Le scrutin n'a cependant pas pu se tenir dans de vastes zones contrôlées par des rebelles et a abouti à une victoire écrasante, sans opposition, des partis pro-militaires.
"C'est une période de reconstruction pour notre pays. Nous avons maintenant commencé à emprunter la voie démocratique", a déclaré à l'AFP un député de la chambre basse, Sai Hsa Han.
- "Rebranding superficiel" -
Les élections législatives ont été dénoncées par de nombreux pays et observateurs internationaux comme une manœuvre destinée à un transfert de pouvoir de l'armée à elle-même, sous un déguisement civil.
"L'armée birmane ne se réformera jamais. La seule chose qui change, ce sont les formes de système politique qu'elle utilise pour assurer sa survie", a commenté l'ONG britannique Burma Campaign UK, qui n'y voit qu'un "changement d'image superficiel".
En vertu de la Constitution, Min Aung Hlaing était tenu d'abandonner ses fonctions militaires pour devenir président.
Il a été remplacé en début de semaine à la tête des forces armées par l'un de ses fidèles, Ye Win Oo, ancien chef du renseignement militaire, ce qui lui permettra de continuer à en tirer les ficelles en coulisses.
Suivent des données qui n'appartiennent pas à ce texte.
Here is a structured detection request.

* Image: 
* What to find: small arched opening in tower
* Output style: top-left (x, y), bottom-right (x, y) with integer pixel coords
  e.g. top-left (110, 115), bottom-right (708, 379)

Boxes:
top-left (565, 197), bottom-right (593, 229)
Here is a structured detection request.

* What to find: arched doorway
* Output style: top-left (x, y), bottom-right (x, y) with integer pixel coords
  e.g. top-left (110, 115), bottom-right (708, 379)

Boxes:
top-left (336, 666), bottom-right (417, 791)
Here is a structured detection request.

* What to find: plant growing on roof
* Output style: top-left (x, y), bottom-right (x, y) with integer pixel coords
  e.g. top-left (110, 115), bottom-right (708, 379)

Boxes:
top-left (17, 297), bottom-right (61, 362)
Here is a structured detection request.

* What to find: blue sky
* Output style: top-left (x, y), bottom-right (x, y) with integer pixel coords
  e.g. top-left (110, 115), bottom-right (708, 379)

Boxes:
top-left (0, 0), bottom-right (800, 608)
L'armée a dirigé la Birmanie pendant la majeure partie de son histoire depuis son indépendance en 1948, se présentant comme la seule force capable de lui garantir stabilité et prospérité.
Les généraux ont desserré leur emprise durant une décennie d'interlude démocratique, entre 2011 et 2021, marquée par une vague de réformes et d'optimisme dans le sillage de la très populaire Aung San Suu Kyi.
Mais les militaires ont repris le pouvoir au prétexte de fraudes électorales qui n'ont jamais été vérifiées.
- Relations diplomatiques -
Des analystes estiment que le tour de passe-passe conclu par l'élection de Min Aung Hlaing à la présidence est en partie destiné à améliorer les relations diplomatiques de la Birmanie et attirer davantage d'investissements étrangers dans le pays.
"La Chine est prête à travailler avec la Birmanie (...), afin de servir au mieux les intérêts de nos deux peuples", a affirmé le ministère chinois des Affaires étrangères après voir félicité "MAH".
Son accession à la présidence a été accueillie dans une relative indifférence à Rangoun, la plus grand ville du pays.
"Ce n'est qu'un gouvernement formé par un faux Parlement et de fausses élections", a témoigné une habitante de 50 ans sous couvert d'anonymat, pour des raisons de sécurité: "Il n'y a aucun espoir pour le pays sous sa présidence. Ca ne fera qu'empirer".
La Birmanie est déchirée par une guerre civile depuis le coup d'Etat de 2021, des militants pro‑démocratie ayant pris les armes contre la junte, aux côtés de mouvements armés issus de minorités ethniques longtemps hostiles au pouvoir central.
L'ONU estime que plus de 3,7 millions de personnes ont été déplacées en raison du conflit et que près de la moitié des 50 millions de Birmans vivent sous le seuil de pauvreté.